Josh Stearns is a journalist and organizer working for press freedom and the future of news through media and tech policy. As the Journalism and Public Media Campaign Director at Free Press, Stearns runs national advocacy campaigns to amplify the voice of local people in the policy debates that shape our media. Since 2011 he has been tracking journalist arrests and press suppression across the US, an effort the earned him “Storify of the Year” and the Lew Hill Media Ally Award for his use of cutting-edge technology and First Amendment advocacy. His articles have appeared in Mother Jones, Orion Magazine, Yes Magazine and the Columbia Journalism Review.

Laura Poitras

Laura Poitras is a documentary filmmaker. Her 2003 film Flag Wars won a Peabody Award. Her 2006 film My Country, My Country was nominated for an Academy Award. Her 2010 film The Oath was nominated for an Emmy Award for outstanding investigative journalism. She is currently working on a documentary about state surveillance, WikiLeaks, Internet freedom, and whistleblowers. She is the recipient of a 2012 MacArthur Fellowship. Her work was included in the 2012 Whitney Biennial.
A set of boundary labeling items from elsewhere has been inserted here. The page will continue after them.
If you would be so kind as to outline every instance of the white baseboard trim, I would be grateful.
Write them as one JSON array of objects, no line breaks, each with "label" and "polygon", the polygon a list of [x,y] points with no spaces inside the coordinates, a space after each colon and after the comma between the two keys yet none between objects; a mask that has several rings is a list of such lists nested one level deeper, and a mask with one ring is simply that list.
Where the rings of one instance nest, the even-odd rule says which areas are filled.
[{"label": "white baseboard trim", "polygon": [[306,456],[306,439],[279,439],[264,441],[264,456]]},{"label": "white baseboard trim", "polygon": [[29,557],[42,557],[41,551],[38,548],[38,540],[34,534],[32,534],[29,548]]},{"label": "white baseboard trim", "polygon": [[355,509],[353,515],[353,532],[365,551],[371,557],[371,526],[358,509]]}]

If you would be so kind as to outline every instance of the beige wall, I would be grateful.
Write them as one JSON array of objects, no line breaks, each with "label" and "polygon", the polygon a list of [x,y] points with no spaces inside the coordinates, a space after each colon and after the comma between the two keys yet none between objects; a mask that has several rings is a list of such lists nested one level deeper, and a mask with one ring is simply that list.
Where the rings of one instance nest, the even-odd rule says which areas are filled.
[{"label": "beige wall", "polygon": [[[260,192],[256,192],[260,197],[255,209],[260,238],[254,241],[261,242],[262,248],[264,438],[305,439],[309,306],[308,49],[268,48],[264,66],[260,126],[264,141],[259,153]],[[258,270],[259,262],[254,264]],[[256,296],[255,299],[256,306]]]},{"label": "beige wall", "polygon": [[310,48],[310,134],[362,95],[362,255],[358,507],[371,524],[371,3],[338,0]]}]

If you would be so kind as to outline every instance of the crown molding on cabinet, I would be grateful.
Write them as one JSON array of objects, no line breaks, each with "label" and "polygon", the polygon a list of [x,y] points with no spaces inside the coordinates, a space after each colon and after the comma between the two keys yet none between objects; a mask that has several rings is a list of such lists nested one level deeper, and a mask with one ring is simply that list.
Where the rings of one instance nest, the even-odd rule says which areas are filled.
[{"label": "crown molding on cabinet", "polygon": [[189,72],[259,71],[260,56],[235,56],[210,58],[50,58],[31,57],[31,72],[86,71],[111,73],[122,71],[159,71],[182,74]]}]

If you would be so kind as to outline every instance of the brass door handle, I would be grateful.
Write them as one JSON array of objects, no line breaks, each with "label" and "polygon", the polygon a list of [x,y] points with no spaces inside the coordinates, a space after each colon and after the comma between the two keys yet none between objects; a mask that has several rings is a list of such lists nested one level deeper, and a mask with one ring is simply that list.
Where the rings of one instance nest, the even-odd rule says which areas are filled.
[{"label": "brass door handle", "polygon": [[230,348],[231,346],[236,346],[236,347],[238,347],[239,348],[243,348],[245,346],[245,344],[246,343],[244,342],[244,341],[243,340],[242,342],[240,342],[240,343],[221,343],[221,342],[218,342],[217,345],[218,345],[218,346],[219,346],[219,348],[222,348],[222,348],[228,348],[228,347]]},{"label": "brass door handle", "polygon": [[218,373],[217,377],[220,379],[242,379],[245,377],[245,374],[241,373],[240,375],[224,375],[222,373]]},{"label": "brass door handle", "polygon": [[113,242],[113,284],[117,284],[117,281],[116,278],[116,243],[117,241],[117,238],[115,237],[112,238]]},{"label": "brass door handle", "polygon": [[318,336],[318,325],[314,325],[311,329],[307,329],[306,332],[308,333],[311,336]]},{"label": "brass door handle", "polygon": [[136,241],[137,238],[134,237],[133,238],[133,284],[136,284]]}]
She has been detained and interrogated about her work at the U.S. border over 40 times.

Rainey Reitman

Rainey Reitman is a co-founder and chief operating officer of Freedom of the Press Foundation. She's also a founder and steering committee member for the Bradley Manning Support Network, a network of individuals and organizations advocating for the release of accused WikiLeaks whistleblower Pfc. Bradley Manning. She serves on the board of the directors for the Bill of Rights Defense Committee, a nonprofit whose mission is to organize and support an effective, national grassroots movement to restore civil liberties, and on the steering committee for the Internet Defense League, which organizes Internet users to combat imminent threats to online rights. Reitman is also Activism Director at the Electronic Frontier Foundation.

Trevor Timm

Trevor Timm is a co-founder and the executive director of the Freedom of the Press Foundation. He is a writer, activist, and lawyer who specializes in free speech and government transparency issues. He has contributed to The Atlantic, Al Jazeera, Foreign Policy, The Guardian, Harvard Law and Policy Review and PBS MediaShift. He currently works as an activist at the Electronic Frontier Foundation. Previously, Timm helped the longtime General Counsel of The New York Times, James Goodale, write a book on the First Amendment.

Xeni Jardin

Xeni Jardin is a founding partner and co-editor of award winning blog Boing Boing. Executive Producer and host of Webby-honored "Boing Boing Video," online and in-flight on Virgin America. Has contributed to such diverse venues as NPR, Wired, New York Times, Los Angeles Times, The Guardian, and a frequently-sought tech expert in broadcast news.